Gold's comments came the same day that Syrian President Bashar Assad said in an interview published in the United Arab Emirates daily Al-Khaleej that while a peace deal with Israel was possible, normal relations would only come about if Israel ended its conflict with the Palestinians.

"There will perhaps be an embassy and formalities, but if you want peace, then it has to be comprehensive. We give them the choice between comprehensive peace and a peace agreement which does not have any real value on the ground," Assad said in the interview, according to a Reuters report.

"There is a difference between a peace agreement and peace itself," he said. "A peace agreement is a piece of paper you sign. This does not mean trade and normal relations, or borders, or otherwise. Our people will not accept that, especially since there are half a million Palestinians in our country whose position remains unresolved. It is impossible under these terms to have peace in the natural sense."

Assad said it was in the Palestinians' interest to coordinate with Damascus regarding its talks with Israel, to avoid Israel's putting off a resolution with the Palestinians.

"We believe that if Israel signs [a peace agreement] with Syria, Israel will put away the Palestinian question," he said.

Gold, however, said he believed "Netanyahu has made it clear that presently he would like to focus on the Palestinian track."

He added that those who "suggest that he will begin by working on the negotiations with Syria are basing themselves on an inaccurate reading of Netanyahu's diplomacy in 1998, during his contacts with Damascus."
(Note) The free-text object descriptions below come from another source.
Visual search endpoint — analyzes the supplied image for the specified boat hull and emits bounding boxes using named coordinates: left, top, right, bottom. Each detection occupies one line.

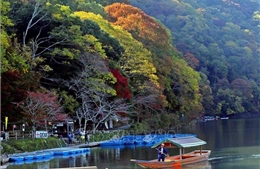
left=132, top=150, right=211, bottom=169
left=134, top=160, right=182, bottom=169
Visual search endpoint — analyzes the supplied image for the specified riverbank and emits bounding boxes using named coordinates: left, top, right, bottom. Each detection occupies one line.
left=0, top=137, right=67, bottom=154
left=0, top=139, right=105, bottom=166
left=229, top=112, right=260, bottom=119
left=0, top=130, right=120, bottom=154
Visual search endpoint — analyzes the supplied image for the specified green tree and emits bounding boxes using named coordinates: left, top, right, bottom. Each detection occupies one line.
left=199, top=72, right=214, bottom=115
left=216, top=88, right=245, bottom=116
left=0, top=0, right=29, bottom=73
left=167, top=58, right=202, bottom=119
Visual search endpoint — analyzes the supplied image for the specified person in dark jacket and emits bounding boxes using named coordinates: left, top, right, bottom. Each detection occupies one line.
left=1, top=131, right=5, bottom=140
left=158, top=143, right=168, bottom=162
left=68, top=133, right=73, bottom=144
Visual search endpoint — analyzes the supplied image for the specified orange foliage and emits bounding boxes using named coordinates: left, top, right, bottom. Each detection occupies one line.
left=104, top=3, right=171, bottom=49
left=183, top=52, right=199, bottom=69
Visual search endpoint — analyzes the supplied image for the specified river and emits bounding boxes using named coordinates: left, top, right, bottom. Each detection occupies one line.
left=5, top=118, right=260, bottom=169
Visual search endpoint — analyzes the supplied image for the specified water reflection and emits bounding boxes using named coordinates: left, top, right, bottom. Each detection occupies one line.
left=183, top=161, right=211, bottom=169
left=4, top=118, right=260, bottom=169
left=6, top=153, right=91, bottom=169
left=52, top=153, right=91, bottom=168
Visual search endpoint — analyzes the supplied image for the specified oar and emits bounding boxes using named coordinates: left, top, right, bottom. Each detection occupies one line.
left=156, top=148, right=170, bottom=157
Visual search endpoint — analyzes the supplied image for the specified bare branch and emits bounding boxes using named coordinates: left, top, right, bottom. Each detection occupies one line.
left=13, top=91, right=63, bottom=137
left=23, top=2, right=48, bottom=46
left=33, top=38, right=66, bottom=58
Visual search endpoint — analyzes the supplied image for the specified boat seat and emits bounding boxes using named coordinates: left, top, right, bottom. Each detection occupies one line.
left=182, top=154, right=197, bottom=159
left=165, top=159, right=172, bottom=162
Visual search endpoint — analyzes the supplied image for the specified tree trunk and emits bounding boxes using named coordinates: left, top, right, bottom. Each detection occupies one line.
left=44, top=119, right=48, bottom=131
left=32, top=125, right=36, bottom=139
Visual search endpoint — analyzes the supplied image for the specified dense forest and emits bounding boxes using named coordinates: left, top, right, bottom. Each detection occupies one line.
left=130, top=0, right=260, bottom=117
left=1, top=0, right=259, bottom=132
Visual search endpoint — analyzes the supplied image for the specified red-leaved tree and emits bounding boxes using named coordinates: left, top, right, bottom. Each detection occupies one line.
left=111, top=69, right=131, bottom=99
left=1, top=70, right=40, bottom=122
left=14, top=91, right=64, bottom=138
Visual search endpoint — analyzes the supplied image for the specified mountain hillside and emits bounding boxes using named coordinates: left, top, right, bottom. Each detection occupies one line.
left=130, top=0, right=260, bottom=116
left=1, top=0, right=259, bottom=133
left=1, top=0, right=201, bottom=131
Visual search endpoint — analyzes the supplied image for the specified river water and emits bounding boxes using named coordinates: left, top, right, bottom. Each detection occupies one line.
left=5, top=118, right=260, bottom=169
According to Gold, "there is an unfounded mythology that has gained some currency" that Netanyahu was willing to withdraw fully from the Golan Heights in 1998. "It is not true," he said.

That "mythology," however, is feeding those who say Netanyahu would prefer focusing on the Syrian track, rather than the Palestinian one.

Gold said that while contact with Arab countries was positive, it was necessary to see what the Syrian policy was, whether it could change, and whether Damascus would continue to support terrorist organizations. The new government, he said, would conduct a policy review and determine a position.

He said, however, that there seemed to be more opportunity on the Palestinian track at this point.

"But if you begin to run after the Syrian track with the same intensity, you won't achieve anything either there or here," he said.

Gold declined to comment on whether Netanyahu would like to continue using Turkey as an intermediary with Syria, saying that it was "premature" to talk about Netanyahu's policies on such matters.

He said there would "certainly" be a policy review that would include a detailed briefing on where the indirect talks with Syria led, and what the security and diplomatic establishments recommended.

Over the weekend, US Secretary of State Hillary Clinton, during a visit to Turkey, praised Ankara's mediation in talks between Syria and Israel last year.

"The importance of this track, the peace effort, cannot be overstated," she said.

Turkish Foreign Minister Ali Babacan said his country would be willing to resume its mediation role if the parties wanted it.

Despite anger in Jerusalem at the way Turkish Prime Minister Recep Tayyip Erdogan viciously criticized Israel over Operation Cast Lead, there is an understanding that the Turkish-Israeli alliance is an important one to safeguard, and the question of whether to give Turkey a role in the talks would probably hinge on whether this were deemed something that helped or hindered that alliance.

Some in Jerusalem believe that Assad's comments about wanting to coordinate positions with the Palestinians might have been made because he has internalized that the new Netanyahu government will want to begin with the Palestinian track, and that Assad was signaling that he was also still very much in the game.

Talks with Israel now, according to this assessment, would also help Assad deflect criticism likely to be aimed his way as a result of the tribunal on the assassination of former Lebanese president Rafik Hariri, which opened in The Hague on March 1.